А дел у Марии Никаноровны – целые горы. И любая работа у нее ладится, и со всеми живет в согласии. А для ребятишек – просто как мать. Много хорошего она сделала и для местных детей. К примеру, были сверху строгие указания – все списанные интернатские вещи рубить или даже сжигать. Но завуч пошла на нарушения – стала списанную одежду раздавать утятским ребятишкам. А те и рады, ведь ходят в школу в ремье…

Под стать Марии Никаноровне и Раиса Ароновна Корман. Ведь их двое сестер: старшая – Фаина Ароновна, а младшая – Раиса. Так вот, младшая – такая мастерица, такой организатор! Она и песни разучивает с ребятишками, и книги читает вслух… Она и художница, рукодельница. Недавно елки стали наряжать – так невозможно глаз оторвать от Раисы Ароновны. Она и куклы мастерит, и какие-то цепочки, кораблики… А елку привез из бору школьный конюх Карпей Васильевич. Настоящая красавица эта елка! И я очень хочу сейчас, чтоб и ты, сын, посмотрел на нее, чтобы побыл вместе с нами на празднике.

…И вот уже начался наш праздник.
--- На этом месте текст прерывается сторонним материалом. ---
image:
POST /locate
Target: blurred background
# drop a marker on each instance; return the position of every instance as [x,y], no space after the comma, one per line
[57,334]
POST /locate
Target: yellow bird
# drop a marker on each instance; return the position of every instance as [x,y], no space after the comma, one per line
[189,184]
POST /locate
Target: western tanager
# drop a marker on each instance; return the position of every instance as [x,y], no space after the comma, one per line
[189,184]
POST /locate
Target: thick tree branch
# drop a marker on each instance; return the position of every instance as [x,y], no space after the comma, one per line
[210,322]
Варвара Степановна объявляет елку открытой. Мы хлопаем в ладоши, обнимаем друг друга. Какая радость! Какая елка! А потом объявляют концерт. И опять поют песню о Ленинграде, читают стихи. Меня тоже просят выйти поближе к елке – и я читаю стихи Пушкина о зиме. Читаю громко, до боли в горле, но мне кажется, что так и надо читать стихи. А после меня поет Валя Руденко. Это чудесно! Если б ты слышал, как она пела… Звенит колокольчик, звенит чистое серебро – и навевает всем сны. А Валя все поет и поет. Вот умереть бы однажды под такую бы песню. Все равно когда-нибудь умирать, а вот под такую песню не страшно, нисколько не страшно, а Валя Руденко не умолкает – и поднимается вверх, звенит и звенит колокольчик. У меня все еще в ушах эти звуки… Где же ты, Валя, сейчас? Где твое серебро-колокольчик?.. Многое бы я дал, чтобы знать.

И вот закончился наш новогодний концерт. А сколько он длился – не помню. Показалось, всего один миг… Все дорогое, счастливое продолжается всегда только миг… А время ведь уже позднее – надо домой. Школьный конюх Карпей Васильевич запрягает нашу Серуху и начинает всех развозить. Это дело серьезное, нужное. У многих из гостей на ногах нет нормальной обувки, а на дворе – мороз…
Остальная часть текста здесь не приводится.